Setiap imam madzab tentu memiliki rujukan-rujukan tersendiri dalam menentukan hukum. Begitu juga dengan imam Syafi’i, rujukan pertama yang beliau letakkan ialah Al-Qur’an; kedua, jika tidak ditemukan dalam Al-Qur’an akan dicarikan dalam hadits Nabi; ketiga, jika tidak ditemukan dalam Al-Qur’an dan Hadits maka menggunakan kesepakatan alim-ulama atau biasa dikenal ijma’; keempat, Qiyas yaitu menganalogikan suatu masalah atau hukum yang dirasa ada kemiripan; kelima, Istidlal; dan keenam, Istishab.
Sedangkan dalam kultur masyarakat Arab, mayoritas Islam di Arab mengikuti madzab Hambali. Hal ini terlepas mereka mengakui atau tidak, sebab mereka juga kadangkala mengaku tidak bermadzab. Imam Ahmad Bin Hambal, nama aslinya, adalah seorang murid Imam Syafi’i yang tinggal di Bagdad. Penyebaran madzab ini disemenanjung Arab, pedalaman Oman, dan beberapa tempat di semenanjung teluk Persi.
Dalam hal rujukan utama, imam Hambali sama dengan imam Syafi’i yaitu Al-Qur’an. Namun dalam rujukan yang lain, guru dan murid ini berbeda. Jika rujukan kedua dan seterusnya Imam Syafi’i sesuai uraian di atas, maka di sini kita menemukan perbedaan mengenai rujukan. Imam Hambali meletakkan hadits marfu’ dalam urutan kedua. Ketiga, fatwa-fatwa para sahabat dan fatwa-fatwa sahabat yang lebih dekat dengan Al-Qur’an dan sunnah, diantara fatwa-fatwa berlawanan. Keempat, hadits mursal dan hadits dhaif. Kelima, qiyas.
Dalam tataran praktek yang ada di Indonesia, seringkali kita menemukan orang-orang Wahabi menyebut Islam Indonesia- khususnya NU- dengan bidah. Seperti tahlilan, barjanji, tawasul, mendoakan ke kuburan, dan sebagainya. Tentu ini bisa menjadi pemicu konflik intern umat Islam jika tidak ada pemahaman satu sama lain. Sehingga dengan pemahaman tersebut kita bisa menerima dan menghargai penuh atas ragam penafsiran dari Islam itu sendiri.

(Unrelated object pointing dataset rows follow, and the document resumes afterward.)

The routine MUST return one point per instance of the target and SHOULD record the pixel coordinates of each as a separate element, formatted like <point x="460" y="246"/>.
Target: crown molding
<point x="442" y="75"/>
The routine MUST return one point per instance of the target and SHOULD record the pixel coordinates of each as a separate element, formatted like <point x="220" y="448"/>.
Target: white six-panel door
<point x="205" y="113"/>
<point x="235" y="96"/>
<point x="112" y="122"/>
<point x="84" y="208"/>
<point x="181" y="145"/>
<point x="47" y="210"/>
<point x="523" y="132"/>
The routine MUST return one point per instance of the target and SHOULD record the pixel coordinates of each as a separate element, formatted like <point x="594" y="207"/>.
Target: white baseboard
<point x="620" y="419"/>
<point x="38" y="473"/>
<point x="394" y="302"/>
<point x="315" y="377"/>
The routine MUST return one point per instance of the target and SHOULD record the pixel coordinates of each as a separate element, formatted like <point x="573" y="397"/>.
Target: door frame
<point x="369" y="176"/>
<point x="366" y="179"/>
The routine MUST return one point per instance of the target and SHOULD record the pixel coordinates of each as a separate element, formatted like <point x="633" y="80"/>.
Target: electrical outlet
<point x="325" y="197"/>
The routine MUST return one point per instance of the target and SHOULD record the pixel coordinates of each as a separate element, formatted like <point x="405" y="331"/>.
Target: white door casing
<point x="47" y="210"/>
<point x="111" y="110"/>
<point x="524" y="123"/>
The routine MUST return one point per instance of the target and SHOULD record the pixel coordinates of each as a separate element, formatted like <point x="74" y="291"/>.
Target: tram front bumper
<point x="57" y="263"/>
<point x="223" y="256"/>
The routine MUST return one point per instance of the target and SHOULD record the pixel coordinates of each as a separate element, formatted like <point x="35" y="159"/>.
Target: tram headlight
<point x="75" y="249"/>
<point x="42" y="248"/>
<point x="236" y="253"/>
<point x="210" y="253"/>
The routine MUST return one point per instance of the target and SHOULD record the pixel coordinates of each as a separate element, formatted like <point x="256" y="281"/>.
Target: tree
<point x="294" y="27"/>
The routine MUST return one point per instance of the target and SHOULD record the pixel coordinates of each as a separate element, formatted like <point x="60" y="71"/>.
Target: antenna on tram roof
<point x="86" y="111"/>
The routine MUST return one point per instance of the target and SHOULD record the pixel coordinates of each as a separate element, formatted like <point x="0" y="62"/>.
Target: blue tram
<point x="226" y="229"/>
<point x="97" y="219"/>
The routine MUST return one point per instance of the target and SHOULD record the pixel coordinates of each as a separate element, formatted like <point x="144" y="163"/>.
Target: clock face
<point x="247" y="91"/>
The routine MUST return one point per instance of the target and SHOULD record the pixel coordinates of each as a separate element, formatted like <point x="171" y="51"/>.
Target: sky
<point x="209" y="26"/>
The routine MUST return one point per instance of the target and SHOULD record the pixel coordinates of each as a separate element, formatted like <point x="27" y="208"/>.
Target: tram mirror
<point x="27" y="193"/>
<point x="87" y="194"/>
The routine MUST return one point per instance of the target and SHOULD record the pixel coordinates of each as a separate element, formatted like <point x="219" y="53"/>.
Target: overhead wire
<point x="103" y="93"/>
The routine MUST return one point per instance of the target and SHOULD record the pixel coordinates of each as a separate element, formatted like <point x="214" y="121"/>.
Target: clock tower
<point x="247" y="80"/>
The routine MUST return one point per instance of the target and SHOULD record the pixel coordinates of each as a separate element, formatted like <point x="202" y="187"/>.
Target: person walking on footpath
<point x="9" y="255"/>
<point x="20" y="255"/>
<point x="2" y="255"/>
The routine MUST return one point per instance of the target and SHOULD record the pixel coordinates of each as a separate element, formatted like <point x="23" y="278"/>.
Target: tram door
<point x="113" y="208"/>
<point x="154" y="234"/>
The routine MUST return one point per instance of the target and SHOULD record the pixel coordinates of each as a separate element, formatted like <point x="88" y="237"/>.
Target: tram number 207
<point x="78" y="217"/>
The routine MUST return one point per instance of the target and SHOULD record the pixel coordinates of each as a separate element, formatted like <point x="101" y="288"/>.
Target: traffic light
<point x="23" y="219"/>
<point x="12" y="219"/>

Jika kita menganut pada hadits Nabi yang menyuruh untuk bersaudara dengan sesama muslim tentu ini terlihat terbalik. Sebab, dengan adanya klaim-klaim di atas menunjukkan bahwasanya kita belum bisa menerima saudara kita seiman dengan berbeda penafsiran. Bukankah kita juga pernah mendengar, bahwa Allah memang menciptakan kita berbeda-beda. Tinggal kita mampu atau tidak untuk mengelola keberagaman itu demi kebersamaan.
Perbedaan kultur dan sosial keagamaan yang ada di Indonesia dan Arab harus dijauhkan dari hal-hal yang bersifat penghujatan satu sama lain. Sebab, Nabi pernah mengatakan bahwasanya setiap muslim terhadap muslim lainnya adalah haram darahnya, hartanya (tidak boleh dicuri), dan kehormatannya (tidak boleh dicaci dan dirusak kehormatannya). Hal ini juga ditegaskan dalam Al-Qur’an surat Al-Hujurat:12, Hai orang iman, jauhilah berburuk sangka. Sesungguhnya sebagian prasangka adalah dosa. Dan janganlah kamu mencari-cari kesalahan orang lain. Janganlah sebagian kalian mengguncing sebagian yang lain.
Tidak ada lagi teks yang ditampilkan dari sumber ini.